Lessico famigliare / Natalia Ginzburg (Einaudi, 261ページ)、読み終わりました。

最後まで読むのは今回2回目でした。この本を買ったのは、イタリア語の文法を一通り勉強し終えた頃だったと思います。何度も挑戦して、何度も前半で挫折して。今、そこまで苦労せずに読めていることにちょっと感動しています。

この本のイタリア語って、文法書に書かれているシンプルな語順の文章ではありません。一文の中にビルゴラで挟まれた挿入句が頻繁に入ってきます。学習初期の私は各単語の要素をきっちり把握できず、何となくわかった気になってテキトーな読みをしていました。

この下の文章も、主語のLa proprietaria dell'albergoの述語まで2行の挿入部分があって、さらに動詞raccontòの直接補語も3つあってと、こんな文章、以前の私には全く歯が立たなかったな、と思い出します。

La proprietaria dell'albergo, che aveva tedeschi accampati nelle poche stanze e seduti in cucina attorno al fuoco, là dove tante volte eravamo stati seduti noi quietamente, raccontò a quei soldati che ero una sfollata di Napoli, sua parente, che avevo perduto le carte nei bombardamenti e che dovevo raggiungere Roma.

Natalia Ginzburg, Lessico famigliare (prima edizione 1963), Einaudi, 2009, 161

ちなみにこの場面は、アブルッツォ(だったかな?)の田舎の流刑地に住んでいたNataliaと子どもたちが、ドイツ軍が迫ってくる中、強制収容所送りを回避するためにローマへと脱出するところ。村の人たちは皆親切で、何とかして彼女たちをドイツ軍の追手から逃れさせようと知恵を絞ります。宿屋の女主人は、ローマ行きのトラックを運転しているドイツ人に、Nataliaは自分の親戚だと偽り、ローマまで無事届けてくれとお願いします。こうして夫Leoneの住む街までたどり着くのでした。
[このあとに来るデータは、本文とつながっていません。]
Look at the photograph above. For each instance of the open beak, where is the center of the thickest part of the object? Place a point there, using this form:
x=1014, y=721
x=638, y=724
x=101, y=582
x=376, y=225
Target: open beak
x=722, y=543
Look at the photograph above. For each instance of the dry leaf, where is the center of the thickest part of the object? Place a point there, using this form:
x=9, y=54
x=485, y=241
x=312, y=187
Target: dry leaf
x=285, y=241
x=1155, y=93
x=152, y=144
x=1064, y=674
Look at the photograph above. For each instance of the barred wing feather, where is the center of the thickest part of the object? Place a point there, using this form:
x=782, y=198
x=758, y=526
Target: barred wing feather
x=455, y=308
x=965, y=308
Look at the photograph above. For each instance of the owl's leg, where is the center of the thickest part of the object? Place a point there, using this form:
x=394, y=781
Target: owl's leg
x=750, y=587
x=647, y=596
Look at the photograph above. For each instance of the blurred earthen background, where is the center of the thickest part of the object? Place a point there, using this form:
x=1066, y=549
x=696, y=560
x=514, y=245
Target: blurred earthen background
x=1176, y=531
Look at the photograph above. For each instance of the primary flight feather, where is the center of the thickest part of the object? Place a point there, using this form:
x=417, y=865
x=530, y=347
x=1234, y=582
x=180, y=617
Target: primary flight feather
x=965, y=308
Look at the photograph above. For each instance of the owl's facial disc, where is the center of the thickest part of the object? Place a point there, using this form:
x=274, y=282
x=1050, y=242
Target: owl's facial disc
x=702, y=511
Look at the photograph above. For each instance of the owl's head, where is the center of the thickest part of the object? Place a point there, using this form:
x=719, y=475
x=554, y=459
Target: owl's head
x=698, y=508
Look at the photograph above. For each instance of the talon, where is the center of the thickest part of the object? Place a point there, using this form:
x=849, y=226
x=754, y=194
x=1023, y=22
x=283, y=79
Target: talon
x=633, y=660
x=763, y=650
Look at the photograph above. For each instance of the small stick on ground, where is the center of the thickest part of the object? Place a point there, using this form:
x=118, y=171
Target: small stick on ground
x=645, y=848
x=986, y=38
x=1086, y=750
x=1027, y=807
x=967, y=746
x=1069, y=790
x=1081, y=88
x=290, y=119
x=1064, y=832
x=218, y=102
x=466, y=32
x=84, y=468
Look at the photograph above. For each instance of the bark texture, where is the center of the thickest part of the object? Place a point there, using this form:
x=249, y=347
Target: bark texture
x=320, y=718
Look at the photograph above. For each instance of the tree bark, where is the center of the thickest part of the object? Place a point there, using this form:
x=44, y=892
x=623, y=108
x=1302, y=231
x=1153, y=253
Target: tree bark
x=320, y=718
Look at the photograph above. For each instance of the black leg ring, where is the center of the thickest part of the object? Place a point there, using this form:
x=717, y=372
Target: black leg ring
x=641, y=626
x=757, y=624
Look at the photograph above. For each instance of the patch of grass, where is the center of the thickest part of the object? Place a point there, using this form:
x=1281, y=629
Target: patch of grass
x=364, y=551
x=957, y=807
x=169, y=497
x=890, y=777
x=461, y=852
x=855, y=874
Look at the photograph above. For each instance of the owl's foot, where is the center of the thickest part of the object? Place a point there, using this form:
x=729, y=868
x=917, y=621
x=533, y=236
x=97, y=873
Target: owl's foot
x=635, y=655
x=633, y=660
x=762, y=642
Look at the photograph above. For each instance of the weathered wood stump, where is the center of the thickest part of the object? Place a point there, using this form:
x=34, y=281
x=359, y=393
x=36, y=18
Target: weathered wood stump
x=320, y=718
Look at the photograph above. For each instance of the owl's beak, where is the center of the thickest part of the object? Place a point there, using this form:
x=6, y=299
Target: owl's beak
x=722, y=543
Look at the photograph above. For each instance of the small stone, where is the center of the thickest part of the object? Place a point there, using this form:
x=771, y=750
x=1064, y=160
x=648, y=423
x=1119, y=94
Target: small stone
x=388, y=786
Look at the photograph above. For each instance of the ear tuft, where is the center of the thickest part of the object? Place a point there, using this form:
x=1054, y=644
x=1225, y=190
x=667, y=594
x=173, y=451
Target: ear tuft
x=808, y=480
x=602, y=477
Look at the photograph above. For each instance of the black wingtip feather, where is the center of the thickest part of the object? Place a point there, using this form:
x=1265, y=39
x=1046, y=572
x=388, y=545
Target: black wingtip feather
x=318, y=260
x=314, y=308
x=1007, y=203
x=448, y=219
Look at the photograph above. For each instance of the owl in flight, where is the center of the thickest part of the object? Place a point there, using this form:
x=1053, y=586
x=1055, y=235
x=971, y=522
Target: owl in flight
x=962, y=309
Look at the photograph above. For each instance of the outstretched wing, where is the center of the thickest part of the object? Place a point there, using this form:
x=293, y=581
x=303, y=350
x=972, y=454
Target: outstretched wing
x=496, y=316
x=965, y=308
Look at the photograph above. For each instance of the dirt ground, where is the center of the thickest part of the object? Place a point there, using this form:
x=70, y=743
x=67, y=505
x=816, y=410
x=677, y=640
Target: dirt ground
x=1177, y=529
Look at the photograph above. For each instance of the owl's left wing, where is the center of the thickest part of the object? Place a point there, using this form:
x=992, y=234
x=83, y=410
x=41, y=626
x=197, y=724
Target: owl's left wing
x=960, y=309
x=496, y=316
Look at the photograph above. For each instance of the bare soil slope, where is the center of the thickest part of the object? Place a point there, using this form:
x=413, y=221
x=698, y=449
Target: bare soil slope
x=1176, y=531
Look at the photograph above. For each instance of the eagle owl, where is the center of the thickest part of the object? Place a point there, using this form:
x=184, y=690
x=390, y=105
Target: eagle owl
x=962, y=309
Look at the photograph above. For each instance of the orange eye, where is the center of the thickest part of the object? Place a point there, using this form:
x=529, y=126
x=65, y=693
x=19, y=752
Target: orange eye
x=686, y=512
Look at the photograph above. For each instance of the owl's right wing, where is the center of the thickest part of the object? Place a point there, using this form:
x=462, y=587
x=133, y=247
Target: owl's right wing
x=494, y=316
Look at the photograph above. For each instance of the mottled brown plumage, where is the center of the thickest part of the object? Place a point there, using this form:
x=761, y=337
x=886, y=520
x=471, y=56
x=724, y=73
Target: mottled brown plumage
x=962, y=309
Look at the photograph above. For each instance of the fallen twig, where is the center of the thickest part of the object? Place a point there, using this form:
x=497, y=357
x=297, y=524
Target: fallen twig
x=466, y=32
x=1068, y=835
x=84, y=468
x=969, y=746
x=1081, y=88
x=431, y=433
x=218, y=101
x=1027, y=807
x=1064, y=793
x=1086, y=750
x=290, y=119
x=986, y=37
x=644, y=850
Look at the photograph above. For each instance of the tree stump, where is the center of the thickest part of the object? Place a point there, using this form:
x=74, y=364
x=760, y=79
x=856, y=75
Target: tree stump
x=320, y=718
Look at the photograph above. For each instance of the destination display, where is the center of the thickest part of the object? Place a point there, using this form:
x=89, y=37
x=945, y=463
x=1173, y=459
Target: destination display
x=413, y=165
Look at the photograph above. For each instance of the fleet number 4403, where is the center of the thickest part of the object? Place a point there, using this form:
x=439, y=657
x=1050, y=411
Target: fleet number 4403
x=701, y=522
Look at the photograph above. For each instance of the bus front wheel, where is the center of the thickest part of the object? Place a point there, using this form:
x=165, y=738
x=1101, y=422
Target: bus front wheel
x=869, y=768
Nataliaたちは生きた心地もせずにこのトラックに乗り込んだのではないだろうかと想像します。

今回、この本を再読しようと思ったのは、Cesare PaveseのLa luna e i falòで描かれた世界と同時代のものを読みたかったからでした。La luna e i falòでは、ピエモンテ州ランゲ地方の小作人の貧しく慎ましい暮らしが描かれていて、こちらは同じくピエモンテ州だけどトリノのユダヤ人知識階級の一家の物語。ナタリアの一家はお金がない!という場面が出てくるけれど、日常からお手伝いさんを手放せないし、子供には仕立てた洋服をたっぷり着せたいという人たち。どちらも1900年代初頭の激動の時間を切り取りながらも、まったくちがう階級の人たちの物語でした。